Suddaby argued the measure was too subjective, leaving open the possibility for a variety of interpretations, and therefore unconstitutional — similar to the reasoning the Supreme Court gave for tossing New York’s previous concealed carry law. He also took lawmakers to task for failing to add a qualifier that makes clear that permit holders can use their guns for self-defense.
All in all, Suddaby knocked the new gun control laws as less of a “measured response” to the Supreme Court ruling and more of a “wish list of exercise-inhibiting restrictions glued together by a severability clause in case some of the more fanciful restrictions were struck down.”
Suddaby, the chief judge of New York’s Northern District that stretches from Albany toward Syracuse and up to the Canadian border, was appointed in 2007 by then-President George W. Bush.
New York’s top Democrats sought to accentuate the positives in Suddaby’s ruling, noting that he allowed the laws to take effect.

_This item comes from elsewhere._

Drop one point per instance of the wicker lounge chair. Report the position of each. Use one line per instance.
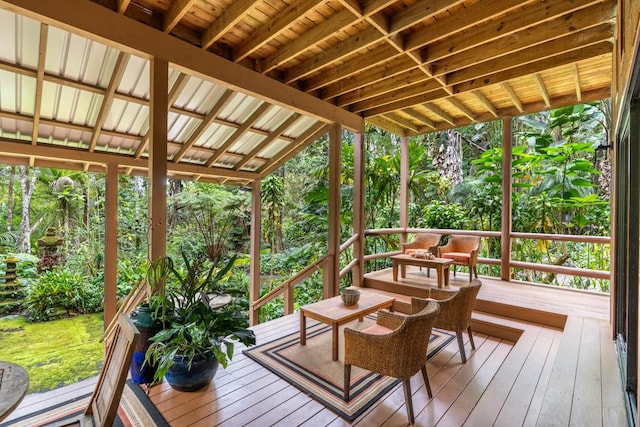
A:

“It is a just and right decision, and our smart, sensible gun laws will go into effect as planned … to keep New Yorkers safe,” Hochul said in a statement.
Attorney General Letitia James, whose office defended the Hochul administration in the lawsuit, called it “a victory in our efforts to protect New Yorkers,” and went as far as to take a victory lap over the gun lobby on Twitter.
“The gun lobby is trying to destroy New York’s common-sense gun law,” she tweeted. “We beat them in court. Let’s go.”
But at least one other lawsuit — filed by former congressional candidate Carl Paladino of Buffalo — remains pending. And, following Suddaby’s ruling, more are likely on the way — including the possibility of a suit from the New York State Rifle and Pistol Association, the NRA affiliate that was the lead plaintiff in the Supreme Court case earlier this year.
“This illegal law will go down,” the state Republican Party tweeted late Wednesday.